PraxisTheorieForschung

Politische Bildung in der Jugendarbeit

  • Umfang: 159 Seiten
  • Autor*in: Giesecke, Hermann
  • Buch (Monographie)
  • Juventa, München, 1972, 3. Auflage

Abstract

Eine historisch interessante Publikation, insbesondere betreffend der aus heutiger Sicht lebensweltorientierten Öffnung sozialpädagogischer Ansätze im Bereich (politischer) Bildung der 60er und 70er Jahre, wobei sich Konturen von Arbeitsgrundlagen heutiger Jugendarbeit abzeichnen.

Im Sinne einer dichten Beschreibung analysiert Hermann Giesecke politisch-bildende Tagungen mit Jugendlichen, durchgeführt in den Jahren 1960 bis 1963. In dem vorliegenden Buch von 1972 weist der Autor zwar darauf hin, dass seit Durchführung der Tagungen schon vieles selbstverständlich wurde, jedoch wichtige didaktische Prinzipien keineswegs überholt, sondern durch Forschung bestätigt sind in ihrer Notwendigkeit. Benannt werden hierbei unter anderem eine „herrschaftsfreie Kommunikation“ oder das Ernstnehmen sozialisationsbedingter schichtenspezifischer Sprach-, Denk-, Motivations- und Kommunikationsbarrieren. Eine freizeitbezogene Tagung mit Jugendlichen gilt Giesecke als „erzieherische Gesellungsform“, in der auf experimentellem Wege in einem „Freiheits-Spielraum“ fehlerfreundliches, soziales Lernen und durch die Gesellung „selbst erziehende Wirkungen“ zustande kommen (S.118). Durch (pädagogische) Bewusstmachung entstehen in diesem Rahmen neue Selbst- und Welterfahrungen.
Im ersten Kapitel, „Das pädagogische Feld der Tagung“, werden zunächst die allgemeinen äußeren Bedingungen beschrieben, um vor diesem Hintergrund sich den Akteur*innen zuzuwenden: studentischen Teams, Oberschüler*innen, Lehrlingen und kompletten Schulklassen mit ihren Lehrer*innen. Dabei klingt schon in der Überschrift des zweiten Kapitels ein erweitertes Politikverständnis an: „‘Politik‘ als Stoff, als Unterrichts- und als Erziehungsprinzip“ (S.59), ebenso ein praxeologisches Verständnis von Bildung und Beteiligung: „Zur politischen Bildung im weitesten Sinne gehört alles das, was es uns möglich macht, uns mit Erfolg politisch zu beteiligen.“ (S.59) Der Mensch soll soweit wie möglich Subjekt seiner Verhältnisse und so wenig wie nötig Objekt sein.

Wie können Beziehungen zwischen pädagogischer Leitung und Jugendlichen und unter den Jugendlichen demokratisch gestaltet werden?

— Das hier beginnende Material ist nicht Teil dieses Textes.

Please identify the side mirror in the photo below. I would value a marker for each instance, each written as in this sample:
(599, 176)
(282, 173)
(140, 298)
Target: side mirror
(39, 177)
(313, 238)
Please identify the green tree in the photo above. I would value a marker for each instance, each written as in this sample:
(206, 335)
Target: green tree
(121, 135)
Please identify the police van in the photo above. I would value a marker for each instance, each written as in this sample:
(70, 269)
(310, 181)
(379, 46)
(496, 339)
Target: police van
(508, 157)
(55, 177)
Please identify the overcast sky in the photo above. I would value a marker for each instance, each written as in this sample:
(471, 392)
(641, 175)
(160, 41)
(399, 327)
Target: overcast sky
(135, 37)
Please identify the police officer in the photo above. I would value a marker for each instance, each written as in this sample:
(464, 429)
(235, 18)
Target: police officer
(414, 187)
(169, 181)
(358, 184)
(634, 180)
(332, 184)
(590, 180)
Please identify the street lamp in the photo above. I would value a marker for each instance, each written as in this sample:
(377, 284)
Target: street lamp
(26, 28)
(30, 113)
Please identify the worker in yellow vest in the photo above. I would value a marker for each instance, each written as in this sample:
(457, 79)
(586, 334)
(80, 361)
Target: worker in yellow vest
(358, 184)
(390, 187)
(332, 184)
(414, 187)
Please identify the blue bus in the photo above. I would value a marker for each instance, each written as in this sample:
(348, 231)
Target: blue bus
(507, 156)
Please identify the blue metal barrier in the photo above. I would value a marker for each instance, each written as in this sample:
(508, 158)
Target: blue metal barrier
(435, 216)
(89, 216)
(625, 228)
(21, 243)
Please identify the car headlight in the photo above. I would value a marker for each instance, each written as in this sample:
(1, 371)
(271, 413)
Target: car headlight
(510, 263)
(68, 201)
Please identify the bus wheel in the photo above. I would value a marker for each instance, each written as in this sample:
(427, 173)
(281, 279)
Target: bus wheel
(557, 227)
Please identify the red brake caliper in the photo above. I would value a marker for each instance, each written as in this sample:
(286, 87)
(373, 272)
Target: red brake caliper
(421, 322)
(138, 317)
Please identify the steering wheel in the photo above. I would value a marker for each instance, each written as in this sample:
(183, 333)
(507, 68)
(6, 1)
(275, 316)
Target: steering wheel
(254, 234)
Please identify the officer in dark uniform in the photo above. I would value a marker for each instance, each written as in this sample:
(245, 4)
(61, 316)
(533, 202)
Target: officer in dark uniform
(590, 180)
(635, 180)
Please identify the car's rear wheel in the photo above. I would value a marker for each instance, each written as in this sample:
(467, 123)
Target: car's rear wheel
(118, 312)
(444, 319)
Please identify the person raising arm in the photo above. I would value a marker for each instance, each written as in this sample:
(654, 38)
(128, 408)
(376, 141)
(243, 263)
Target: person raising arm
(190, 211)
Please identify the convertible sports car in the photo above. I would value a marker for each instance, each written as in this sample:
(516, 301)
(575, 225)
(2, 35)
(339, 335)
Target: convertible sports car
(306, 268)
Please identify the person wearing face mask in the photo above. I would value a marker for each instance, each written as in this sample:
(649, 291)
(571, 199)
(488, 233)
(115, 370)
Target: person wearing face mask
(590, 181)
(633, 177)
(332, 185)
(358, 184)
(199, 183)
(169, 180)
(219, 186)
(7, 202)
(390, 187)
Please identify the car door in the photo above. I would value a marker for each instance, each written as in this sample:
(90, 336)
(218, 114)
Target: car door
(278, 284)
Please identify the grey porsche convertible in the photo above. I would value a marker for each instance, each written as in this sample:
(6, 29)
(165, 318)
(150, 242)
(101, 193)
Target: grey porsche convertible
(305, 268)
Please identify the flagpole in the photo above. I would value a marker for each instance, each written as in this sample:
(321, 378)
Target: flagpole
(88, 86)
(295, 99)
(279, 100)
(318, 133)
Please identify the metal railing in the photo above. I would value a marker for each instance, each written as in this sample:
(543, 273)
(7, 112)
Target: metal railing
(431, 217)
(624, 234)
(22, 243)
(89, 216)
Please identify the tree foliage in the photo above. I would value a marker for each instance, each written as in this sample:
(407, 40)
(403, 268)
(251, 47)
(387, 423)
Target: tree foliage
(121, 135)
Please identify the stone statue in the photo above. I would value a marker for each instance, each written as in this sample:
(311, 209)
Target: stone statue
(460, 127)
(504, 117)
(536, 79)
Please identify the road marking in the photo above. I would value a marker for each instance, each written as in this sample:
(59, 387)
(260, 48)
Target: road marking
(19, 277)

Hermann Gieseckes These lautet, daß eine demokratische Beziehung nur dort möglich ist, wo ein Rollenwechsel stattfinden kann. Angedeutet wird weitergehend die Bedeutung des Informellen in einem freien, offenen Rahmen für Bildungsprozesse: „Mit einer gewissen Vereinfachung darf man sogar sagen, daß jene Augenblicke, wo die persönliche Bedeutsamkeit des Gelernten auf einmal auf- und einleuchtete, seltener im Unterricht zu finden waren und häufiger in den Zeiten der Improvisation - der freien Gesprächsgruppen oder der privaten Gespräche.“ (S.82)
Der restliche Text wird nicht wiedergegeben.